No problem, really. Harrisburg is a small city. Many would consider it not a city at all. I’d been downtown before, just not recently. That morning, I slipped in and parked in a large parking garage for the day. Went to the class and hung out with about eighty equally bored attorneys. Listening to a passel of state bureaucrats droning on and on about bidding on state building contracts. At least they served a decent lunch.

The afternoon inched on, and at last it was over. Free to go, shortly after four. I walked back to the garage, boarded Big Blue and paid my parking fee. Then turned left around the block and left again, on one-way streets and out of town.

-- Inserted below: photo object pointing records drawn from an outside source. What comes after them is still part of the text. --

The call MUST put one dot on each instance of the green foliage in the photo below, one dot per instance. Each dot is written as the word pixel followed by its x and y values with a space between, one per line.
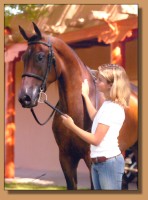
pixel 31 11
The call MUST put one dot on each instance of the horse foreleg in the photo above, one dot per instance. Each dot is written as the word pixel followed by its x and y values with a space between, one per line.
pixel 88 164
pixel 69 167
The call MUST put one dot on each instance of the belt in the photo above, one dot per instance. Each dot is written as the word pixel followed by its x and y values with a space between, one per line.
pixel 101 159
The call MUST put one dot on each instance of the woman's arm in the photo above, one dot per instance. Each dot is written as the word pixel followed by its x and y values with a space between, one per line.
pixel 85 92
pixel 93 139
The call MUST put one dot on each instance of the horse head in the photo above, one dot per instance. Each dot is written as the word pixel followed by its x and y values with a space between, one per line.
pixel 39 67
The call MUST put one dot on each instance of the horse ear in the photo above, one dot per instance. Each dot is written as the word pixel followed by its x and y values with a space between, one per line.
pixel 37 30
pixel 23 33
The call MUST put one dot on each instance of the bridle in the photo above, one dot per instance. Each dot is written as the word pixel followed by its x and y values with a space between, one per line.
pixel 51 61
pixel 42 96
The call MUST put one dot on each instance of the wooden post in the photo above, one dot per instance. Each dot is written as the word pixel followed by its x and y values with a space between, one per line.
pixel 118 53
pixel 9 119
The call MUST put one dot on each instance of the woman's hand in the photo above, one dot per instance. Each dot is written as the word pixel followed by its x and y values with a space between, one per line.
pixel 85 88
pixel 67 121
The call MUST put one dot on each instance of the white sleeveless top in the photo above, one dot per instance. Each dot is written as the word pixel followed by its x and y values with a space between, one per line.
pixel 113 115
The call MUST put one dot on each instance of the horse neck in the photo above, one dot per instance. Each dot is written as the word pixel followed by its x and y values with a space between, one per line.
pixel 72 74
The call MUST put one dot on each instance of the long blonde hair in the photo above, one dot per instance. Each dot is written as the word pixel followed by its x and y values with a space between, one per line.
pixel 117 77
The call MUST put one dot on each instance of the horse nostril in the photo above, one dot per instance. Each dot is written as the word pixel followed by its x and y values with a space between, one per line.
pixel 25 101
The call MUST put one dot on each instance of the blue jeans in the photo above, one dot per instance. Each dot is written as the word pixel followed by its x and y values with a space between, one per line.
pixel 108 175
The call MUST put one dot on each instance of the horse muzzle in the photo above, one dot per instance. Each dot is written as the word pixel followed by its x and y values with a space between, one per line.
pixel 27 101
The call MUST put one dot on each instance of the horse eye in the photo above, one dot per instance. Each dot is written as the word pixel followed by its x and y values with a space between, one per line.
pixel 39 57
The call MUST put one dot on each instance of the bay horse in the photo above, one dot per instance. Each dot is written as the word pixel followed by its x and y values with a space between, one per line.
pixel 48 59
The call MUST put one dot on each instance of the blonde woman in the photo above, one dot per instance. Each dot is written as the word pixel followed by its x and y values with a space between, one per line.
pixel 107 161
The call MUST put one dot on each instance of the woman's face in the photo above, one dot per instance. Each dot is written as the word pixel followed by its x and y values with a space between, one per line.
pixel 103 85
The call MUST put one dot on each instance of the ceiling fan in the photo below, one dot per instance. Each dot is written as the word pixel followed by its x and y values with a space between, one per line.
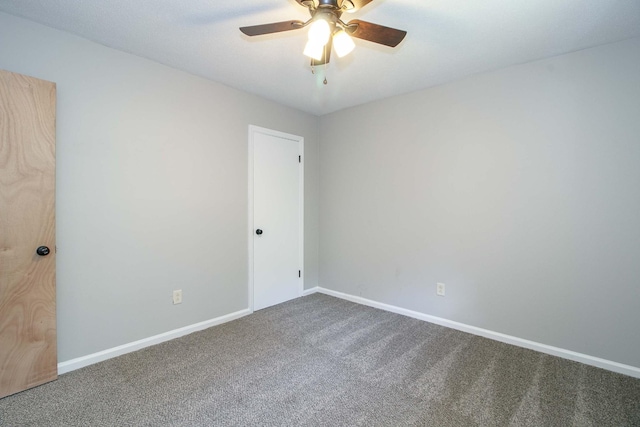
pixel 328 31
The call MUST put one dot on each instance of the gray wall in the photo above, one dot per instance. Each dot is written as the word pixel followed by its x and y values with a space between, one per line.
pixel 151 188
pixel 519 189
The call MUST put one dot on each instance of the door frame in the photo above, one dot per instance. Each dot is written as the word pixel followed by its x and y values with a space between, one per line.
pixel 251 226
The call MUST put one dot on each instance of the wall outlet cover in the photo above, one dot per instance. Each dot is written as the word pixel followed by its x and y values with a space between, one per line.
pixel 177 296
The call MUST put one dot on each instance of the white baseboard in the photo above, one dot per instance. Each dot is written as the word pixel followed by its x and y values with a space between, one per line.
pixel 81 362
pixel 310 291
pixel 497 336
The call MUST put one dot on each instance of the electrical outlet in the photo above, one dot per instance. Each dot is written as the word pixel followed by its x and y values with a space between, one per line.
pixel 177 296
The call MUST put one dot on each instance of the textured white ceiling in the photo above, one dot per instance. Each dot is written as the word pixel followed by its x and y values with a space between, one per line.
pixel 446 40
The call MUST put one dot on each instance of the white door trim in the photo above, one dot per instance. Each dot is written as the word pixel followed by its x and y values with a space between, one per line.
pixel 251 227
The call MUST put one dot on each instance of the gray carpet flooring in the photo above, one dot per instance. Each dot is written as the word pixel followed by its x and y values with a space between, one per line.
pixel 322 361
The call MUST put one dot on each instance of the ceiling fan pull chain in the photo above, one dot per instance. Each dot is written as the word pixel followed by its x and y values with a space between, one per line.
pixel 325 66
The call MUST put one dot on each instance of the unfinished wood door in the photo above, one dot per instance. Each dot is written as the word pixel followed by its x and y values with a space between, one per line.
pixel 28 355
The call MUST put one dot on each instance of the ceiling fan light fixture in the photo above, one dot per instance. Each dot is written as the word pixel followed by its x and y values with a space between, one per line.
pixel 319 32
pixel 343 43
pixel 314 50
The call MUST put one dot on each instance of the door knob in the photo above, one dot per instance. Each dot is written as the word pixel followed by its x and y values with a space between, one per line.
pixel 43 251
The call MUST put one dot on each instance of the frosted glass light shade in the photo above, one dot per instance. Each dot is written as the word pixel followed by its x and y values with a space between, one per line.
pixel 314 50
pixel 343 43
pixel 319 32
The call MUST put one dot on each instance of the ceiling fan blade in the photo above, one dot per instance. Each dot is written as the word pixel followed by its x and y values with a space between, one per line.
pixel 307 3
pixel 353 5
pixel 326 55
pixel 276 27
pixel 375 33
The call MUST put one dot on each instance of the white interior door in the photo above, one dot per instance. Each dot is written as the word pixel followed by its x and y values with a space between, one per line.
pixel 276 219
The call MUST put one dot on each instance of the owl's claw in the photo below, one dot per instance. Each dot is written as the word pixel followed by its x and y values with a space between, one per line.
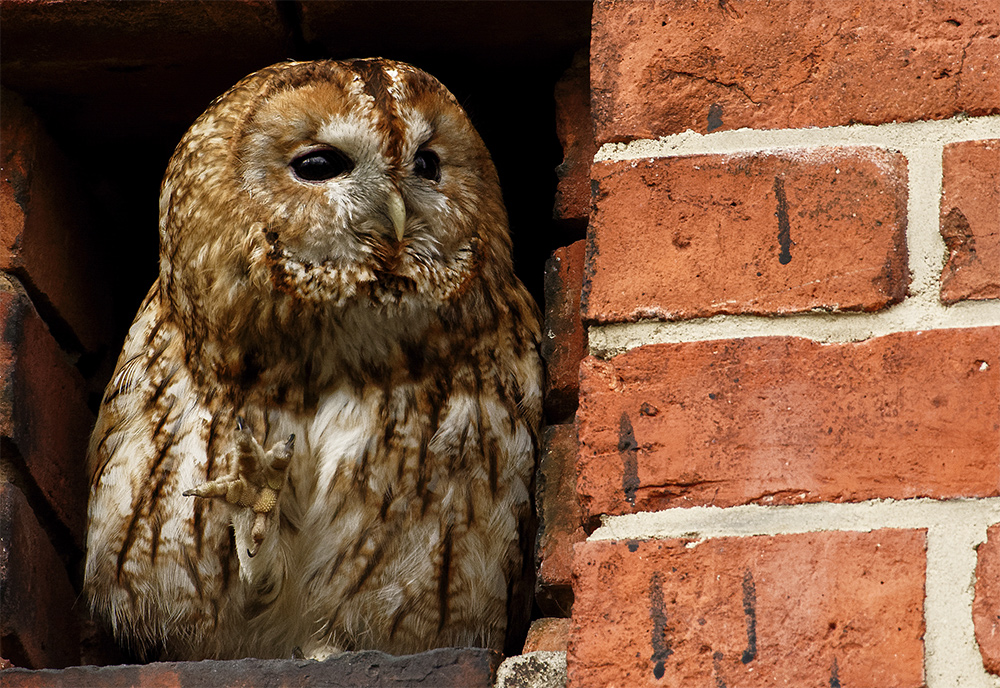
pixel 256 481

I reached the light where I needed to make a last left onto my road out. A sign up at the light firmly proclaimed, NO LEFT TURN. No left turn? I couldn’t turn right, it was one-way. I had to turn left, or cross the bridge over the Susquehanna and beyond. I’d probably never find my way back. Wander forever, lost in the savage wilderness. Traffic was sparse. So just before the light turned red, I swung Big Blue to the left and stepped on it. Breathed freely. I was on my way out of the wicked city.

It was a trap. And just like that, he was on my heels, like a baying Blue Tick hound. Lights flashing, siren yawping. A cop. He’d been waiting. And he had me. Boy, did he ever have me.

I remained amazingly calm, as I stopped, right on the busy highway. No shoulder. As the cop emerged from his flashing chariot, I reminded myself of my own advice to my readers a few weeks back. He walked up to Big Blue’s window. Medium height. Fit, a bit stocky. Gray-haired, hatless, peering at me sternly.

“Your license. Proof of Insurance. Registration.” He said curtly. I said nothing. Fumbled for my driver’s license and handed it to him. Reached into the glove compartment for the Insurance and Registration. Unfortunately, in the past 18 months, each time new insurance/registration papers arrived, I just piled them all together in the envelope without removing the old ones. I had a serious jumbled mess.

I handed him the Proof of Insurance. “What else do you need?” I asked. And those were my only words. For a second, I thought about explaining to him that I wasn’t familiar with the city. That I had chosen to turn left instead of crossing the river, because I didn’t know the area. That I was forty-seven years old and had never ever gotten a ticket of any kind for any violation, and couldn’t he just let me off? Just this once?

But nah. It wouldn’t do any good. He was out to generate revenue for the city. He had me, dead to rights. Something told me he would savor and enjoy such desperate pleas. And I darn sure wasn’t going to beg any favors from the law. So I said nothing.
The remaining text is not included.